The _chain of responsibility_ uses Python decorators to decorate the raw LLM invocation. At a high level, the decorator stack looks like this:
```mermaid
flowchart TB
    client
    llm
    client --> json(Json Recovery)
    json --> cache(Caching)
    cache --> retry(Retrying)
    retry --> throttle(Throttling)
    throttle --> llm(((LLM)))
```

## Request Lifecycle
To understand the lifecycle of an `fnllm` request in more detail, we'll break this down into the _inbound_ and _outbound_ sides of a request.
```mermaid
flowchart TB
    client
    llm((("LLM (5)")))
    jsonin("Json Inbound (noop) (1)")
    jsonout("Json Outbound (9)")
    cachein("Cache Inbound (2)")
    cacheout("Cache Outbound (8)")
    retryin("Retry Inbound (3)")
    retryout("Retry Outbound (7)")
    throttlein("Throttle Inbound (4)")
    throttleout("Throttle Outbound (noop) (6)")
    client --> jsonin
    jsonin --> cachein
    cachein --> retryin
    retryin --> throttlein
    throttlein --> llm
    llm --> throttleout
    throttleout --> retryout
    retryout --> cacheout
    cacheout --> jsonout
    jsonout --> client
```
As a client fires off a request, the request makes it way through the decorator stack.
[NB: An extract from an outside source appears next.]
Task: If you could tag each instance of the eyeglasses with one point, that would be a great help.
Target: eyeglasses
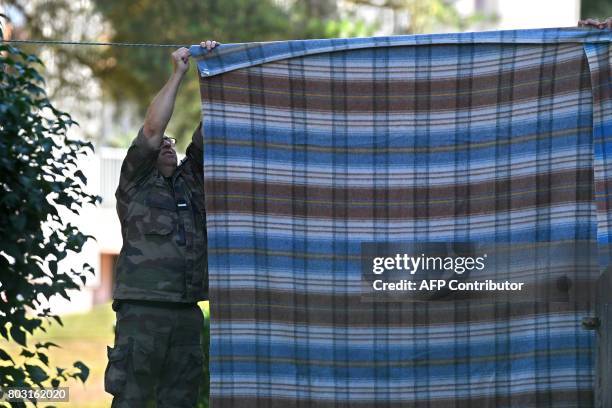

Each decorator is responsible for a specific concern, and they all work together to ensure that the request is processed correctly. 

### Initial Entry
The first decorator a request encounters is the _Json Recovery_ decorator (1), which has no inbound behavior. The first _active_ decorator is the _Cache_ decorator (2), which will check if the request is already cached. If it is, the cached response will be returned immediately, bypassing the rest of the decorator stack. It is important that the _Cache_ decorator is the first active inbound decorator, as this ensures we have speedy cache reads when performing fully-cached data runs.

### Live Request Execution
If a request has not been handled by the Cache decorator, it will process as a live request. There are a couple of key concerns we need to address: we need to ensure that we don't exceed the rate limits of the LLM provider, and we need to ensure that we can handle any errors that occur during the request. We want our retry logic to adhere to our model's rate-limit capacity, so the rate limiting is applied closest to the LLM. The _Retry_ decorator (3) wraps the rest of the chain with a Retry strategy (e.g. exponential backoff, linear incremental, randomized). Finally, closest to the LLM, the request is handled by the _Throttle_ decorator (4), which will ensure that the request is sent at a rate that is acceptable to the LLM provider. Finally, the request will be sent to the LLM (5).

## Live Response Handling
Once we receive an LLM response, it will be returned through the stack in reverse order. The _Throttle_ decorator (6) has no outbound behavior, as it only applies to inbound requests. In case of errors, the _Retry_ decorator (7) will attempt to re-drive the request according to the retry policy. Upon a successful request, the _Cache_ decorator (8) will write the response into the cache. 

## Final Orchestration & Redriving
Finally, the _Json Recovery_ decorator (9) will attempt to parse the LLM response as JSON and interpret it as the given Pydantic model (if provided). If the response is malformed, or if it does not adhere to the Pydantic model, we will attempt a recovery. Depending on the Json Receiver strategy, it will either attempt to clean up the malformed JSON text or re-drive the LLM call.